6) California is evaluating a new program to rehabilitate prisoners before their release; the object is to reduce the recidivism rate -- the percentage who will be back in prison within two years of release.  The program involves several months of "bott camp" -- military-style basic training with very strict discipline.  Admission to the program is voluntary.  According to a prison spokesman, "Those who complete boot camp are less likely to return to prison than other inmates."
    a) What is the treatment group in the prison spokesman's comparison? The control group?
    b) Is the prison spokesman's comparison based on an observational study or a randomized controlled experiment? Explain.
    c) True or false and explain: the data show that boot camp worked.


NOTE:  Number 7 will be postopned until next week.  So 4-6 are the only problems that should be done for this week.

7)* The Survey of Study Habits and Attitudes (SSHA) is  a psychological test that evluates college students' motivation, study habits, and attitudes towards school.  A selective private college gives the SSHA to a sample of 18 of its incoming first-year college women. Their scores are:
    154, 109, 137, 115, 152, 140, 154, 178, 101, 103, 126, 137, 165, 165, 129, 200
The college also administers the test to a sample of 20 first-year college men. Their scores are
    108, 140, 114, 91, 180, 115, 126, 92, 169, 146, 109, 132, 75, 88, 113, 151, 70, 115, 187, 104

NOTE: We might not have had time to discuss ste plots.  Read about how to make them here.  Or read here.
A "back-to-back" stemplot is the same as a stemplot, except the men's values will go out to the left (or right) and the women's in the other direction.  Another term for "stemplot" is "stem and leaf plot".

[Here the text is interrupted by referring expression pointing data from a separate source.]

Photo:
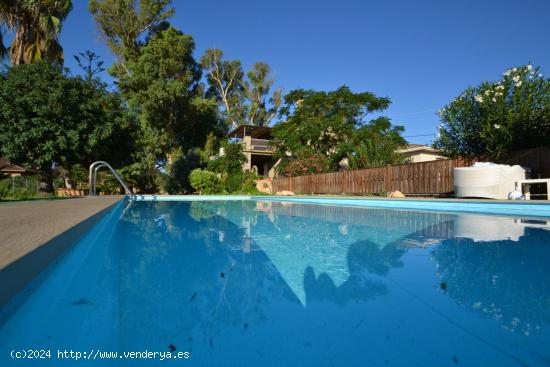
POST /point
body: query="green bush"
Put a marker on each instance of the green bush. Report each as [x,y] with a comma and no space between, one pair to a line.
[241,182]
[495,118]
[205,182]
[18,188]
[230,162]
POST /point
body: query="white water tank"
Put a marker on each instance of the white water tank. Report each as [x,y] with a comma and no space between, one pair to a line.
[486,180]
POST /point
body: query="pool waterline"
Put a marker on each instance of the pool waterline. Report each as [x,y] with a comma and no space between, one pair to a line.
[519,208]
[273,282]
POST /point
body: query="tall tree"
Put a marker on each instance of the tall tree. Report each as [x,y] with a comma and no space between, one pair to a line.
[244,99]
[49,118]
[126,23]
[163,88]
[262,107]
[225,78]
[90,63]
[36,26]
[330,126]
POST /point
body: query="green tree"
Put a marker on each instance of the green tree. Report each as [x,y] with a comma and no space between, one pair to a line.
[36,26]
[50,119]
[375,144]
[163,88]
[90,63]
[497,117]
[243,99]
[330,126]
[125,23]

a) Make a back-back stemplot of the men's and women's scores. The overall shapes of the distributions are indistinct, as often happens when only a few observations are available.  Are there any outliers?  Describe the center and spread of each groups' scores.  (Usually, you'd be asked to describe the shape, but there are too few observations here to get a good sense of this.)
b) Compare the midpoints and ranges of the two distributions.  What is the most noticeable contrast between the femal and male scores?
c) Would the mean score for the men be greater than or equal to the median for the men? why?  Calculate the mean and median of the men and women to check.
d) find the 5 number of summaries of both groups.  Does the 1.5*IQR criterion flag any potential outliers?  Make side-by-side boxplots.
e) Write a brief comparison of the two groups. do women score higher than men?  Which of your descriptions show this? Which group of scores is more spread out when we ignore outliers? Which of your descriptions shows this most clearly?